ImmuCell Corp. announced July 18 that it has suspended its active pursuit of a partner for Mast Out, its nisin-based intramammary mastitis treatment product under development for dairy cows.
ImmuCell has presented this product opportunity to a variety of large and small animal health companies. According to an announcement, during the second quarter of 2013, ImmuCell received a $250,000 exclusive option payment from one prospective partner who decided not to execute a license after its final due diligence, which was conducted during the option period. This revenue will be recognized during the third quarter of 2013. Approximately $50,000 in related capitalized expenses will be written off during the third quarter of 2013.

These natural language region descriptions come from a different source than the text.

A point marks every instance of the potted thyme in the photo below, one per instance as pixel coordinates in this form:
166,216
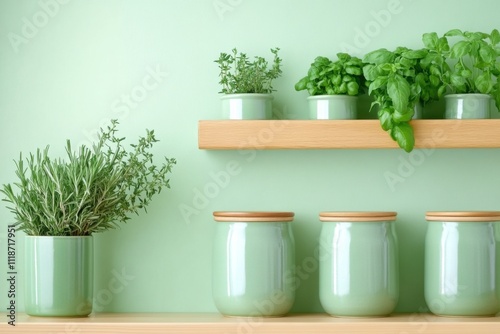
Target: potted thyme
333,86
247,84
61,203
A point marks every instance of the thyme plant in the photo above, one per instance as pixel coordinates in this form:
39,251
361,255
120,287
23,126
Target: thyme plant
240,75
92,191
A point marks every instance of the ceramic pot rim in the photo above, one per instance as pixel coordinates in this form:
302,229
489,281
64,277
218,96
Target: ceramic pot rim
463,216
468,95
247,96
332,97
253,216
357,216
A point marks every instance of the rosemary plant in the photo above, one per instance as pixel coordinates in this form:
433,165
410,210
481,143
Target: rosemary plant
92,191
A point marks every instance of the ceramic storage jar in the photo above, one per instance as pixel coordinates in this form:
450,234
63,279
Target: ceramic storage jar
358,264
461,277
253,263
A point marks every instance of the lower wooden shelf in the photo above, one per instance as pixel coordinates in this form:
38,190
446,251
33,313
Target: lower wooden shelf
215,323
344,134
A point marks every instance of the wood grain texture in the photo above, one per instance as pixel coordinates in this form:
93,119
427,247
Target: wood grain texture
215,323
344,134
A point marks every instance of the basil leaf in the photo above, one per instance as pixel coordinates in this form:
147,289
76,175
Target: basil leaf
380,56
398,90
430,40
403,135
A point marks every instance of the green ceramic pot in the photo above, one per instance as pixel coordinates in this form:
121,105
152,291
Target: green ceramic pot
59,276
461,263
247,106
332,107
358,274
467,106
253,264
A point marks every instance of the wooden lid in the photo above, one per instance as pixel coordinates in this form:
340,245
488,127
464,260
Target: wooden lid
463,216
252,216
357,216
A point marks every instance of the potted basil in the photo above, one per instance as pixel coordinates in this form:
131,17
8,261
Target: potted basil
247,84
61,203
333,86
400,86
469,68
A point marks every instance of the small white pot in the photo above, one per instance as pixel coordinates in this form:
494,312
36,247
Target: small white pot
332,107
247,106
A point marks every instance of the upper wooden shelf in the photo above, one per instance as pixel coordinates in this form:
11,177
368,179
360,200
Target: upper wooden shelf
145,323
348,134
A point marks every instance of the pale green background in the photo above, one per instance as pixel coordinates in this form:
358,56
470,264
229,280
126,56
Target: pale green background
66,81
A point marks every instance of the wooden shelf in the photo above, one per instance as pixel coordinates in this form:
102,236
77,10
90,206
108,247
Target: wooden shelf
215,323
344,134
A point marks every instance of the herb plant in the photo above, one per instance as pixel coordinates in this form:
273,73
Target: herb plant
92,191
398,81
239,75
341,77
470,65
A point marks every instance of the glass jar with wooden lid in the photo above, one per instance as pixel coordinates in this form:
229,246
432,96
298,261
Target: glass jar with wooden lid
253,263
461,263
359,274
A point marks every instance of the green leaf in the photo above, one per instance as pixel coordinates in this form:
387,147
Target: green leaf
380,56
430,40
484,83
487,54
352,88
377,83
403,134
354,70
460,49
406,116
371,72
398,90
302,84
496,96
415,54
454,32
457,81
495,37
385,117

ImmuCell was informed by the prospective partner that it "... could not cost effectively commercialize the product." During the protracted due diligence and negotiation process (which lasted more than 18 months), ImmuCell continued to move toward approval by the Food & Drug Administration's Center for Veterinary Medicine, gaining acceptance of the effectiveness and target animal safety technical sections. FDA acceptance of the chemistry, manufacturing and controls technical section represents the rate limiting step to final marketing approval, ImmuCell said.

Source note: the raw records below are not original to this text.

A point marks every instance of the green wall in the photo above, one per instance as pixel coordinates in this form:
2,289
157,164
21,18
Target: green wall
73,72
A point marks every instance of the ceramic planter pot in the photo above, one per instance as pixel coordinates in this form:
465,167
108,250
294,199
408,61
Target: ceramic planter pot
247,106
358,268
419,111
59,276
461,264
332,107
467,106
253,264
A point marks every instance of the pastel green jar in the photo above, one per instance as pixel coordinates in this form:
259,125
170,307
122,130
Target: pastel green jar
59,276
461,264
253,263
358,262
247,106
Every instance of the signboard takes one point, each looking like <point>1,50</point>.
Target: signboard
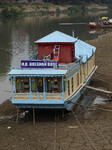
<point>39,64</point>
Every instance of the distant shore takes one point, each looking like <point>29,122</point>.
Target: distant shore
<point>40,9</point>
<point>66,132</point>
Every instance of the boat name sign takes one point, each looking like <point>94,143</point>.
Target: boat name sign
<point>39,64</point>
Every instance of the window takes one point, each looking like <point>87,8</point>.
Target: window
<point>54,85</point>
<point>77,79</point>
<point>22,84</point>
<point>72,84</point>
<point>40,84</point>
<point>68,87</point>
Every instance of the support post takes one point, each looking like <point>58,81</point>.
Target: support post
<point>33,116</point>
<point>62,89</point>
<point>44,93</point>
<point>17,116</point>
<point>63,113</point>
<point>30,94</point>
<point>12,86</point>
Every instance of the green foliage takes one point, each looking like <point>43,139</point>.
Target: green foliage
<point>74,8</point>
<point>8,12</point>
<point>57,9</point>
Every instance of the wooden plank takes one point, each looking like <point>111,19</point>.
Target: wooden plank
<point>100,90</point>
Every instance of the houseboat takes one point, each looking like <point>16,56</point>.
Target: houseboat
<point>103,22</point>
<point>56,76</point>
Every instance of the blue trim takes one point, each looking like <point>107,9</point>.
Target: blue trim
<point>76,65</point>
<point>62,89</point>
<point>44,93</point>
<point>35,101</point>
<point>41,106</point>
<point>37,95</point>
<point>76,71</point>
<point>74,97</point>
<point>15,84</point>
<point>32,75</point>
<point>30,93</point>
<point>12,87</point>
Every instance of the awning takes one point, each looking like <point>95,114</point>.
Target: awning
<point>37,72</point>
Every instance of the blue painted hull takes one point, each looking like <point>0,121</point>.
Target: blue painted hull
<point>70,103</point>
<point>56,104</point>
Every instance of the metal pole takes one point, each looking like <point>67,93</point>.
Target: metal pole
<point>17,116</point>
<point>33,116</point>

"We are encouraged by the feedback from all prospective partners that our novel mastitis treatment can achieve FDA approval and have a significant, positive impact on the dairy industry," Michael F. Brigham, ImmuCell president and chief executive officer, said. "Having been unable to establish terms that we consider to be fair and reasonable to both parties, we have decided to complete the final stages of the FDA approval process on our own in order to realize the optimal value for our stockholders."
Commercial sales of Mast Out cannot begin until FDA approves the new animal drug application.